In 1989, a year after Steinitz's death, the decision was taken to disband the amateur choir and to continue in the way that Steinitz had already begun as early as 1976 in the BBC recording studio: a gradual reduction of the choral forces for Bach's vocal works to lead eventually to employing very small groups of professional singers, and with boys’ voices where possible - the latter first revealed with the participation in a BBC recording of cantatas by Salisbury Cathedral Choir in 1979. These would provide the appropriate vocal forces to balance with small groups of period instruments and be both a natural progression and an expression of the Society's underlying musical principles. An annual Bach Festival was subsequently founded by Steinitz's widow Margaret and the first of these took place in 1990. At that time it was known as the London Bach Festival, but today it continues under the title London Bach Society's Bachfest. Building on Steinitz' musical legacy, the events and programmes attempt to place Bach's works in context with his life and times, complemented by those of his antecedents and contemporaries. There have been some significant Bachfest events too. In 1994, Bach's old choir, the Thomanerchor in Leipzig made its UK debut, Gustav Leonhardt directed at the LBS Golden Jubilee in 1996 and gave a rare keyboard recital in 1999, and in 2005 the UK 'live' première of a newly discovered Bach Aria was given, to name but a few. At the annual Bachfest in 2013, the UK 'live' première of Bach's St Matthew Passion in its early version (1727) was performed and a year later CPE Bach's 300th was celebrated.

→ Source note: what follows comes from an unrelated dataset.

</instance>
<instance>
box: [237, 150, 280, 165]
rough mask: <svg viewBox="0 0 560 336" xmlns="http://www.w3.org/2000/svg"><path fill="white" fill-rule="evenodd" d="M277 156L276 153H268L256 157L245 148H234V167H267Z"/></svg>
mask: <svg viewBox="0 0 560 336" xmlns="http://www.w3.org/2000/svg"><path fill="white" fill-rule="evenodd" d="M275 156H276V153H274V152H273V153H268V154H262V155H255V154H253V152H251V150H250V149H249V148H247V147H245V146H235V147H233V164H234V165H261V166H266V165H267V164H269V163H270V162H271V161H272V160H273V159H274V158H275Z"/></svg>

Under the guidance and leadership of Margaret Steinitz, the London Bach Society has continued to entertain, experiment, uplift and inspire all lovers of Bach's music as well as building up an invaluable database for Bach studies and an imaginative educational programme. In the autumns of 2006 and 2007 the LBS celebrated its Diamond Jubilee at two Bachfests that not only reflected upon past achievements but also pointed the way forward into a new era. In 2009, the centenary of Steinitz' birth was celebrated by launching a Bach Club for 18-30s to be part of the annual Bachfest, the nurturing of young audiences being a Steinitz priority. In 2010 the Society launched a new long-term development plan to locate to a central headquarters from which to operate, house its considerable Library and Archive and promote some new activities.

== LBS Support Network ==
LBS is funded mainly privately and supported by private donors, patrons, trusts, foundations and corporate donors. The Society welcomes new donors in support of its work as a unique Bach Society in the UK. Memberships have ceased to be offered since 2013 when further step-changes in fund-raising were implemented that created a new donor scheme - Bach Friends - and widened the range of sources to tap for financial support as the funding market itself continued to evolve. In addition, during the 2010s the Society received three Arts Council England Grants for the Arts ' awards, and in October 2020 a Government Culture Recovery Fund grant to assist the Society through the COVID-19 pandemic was received.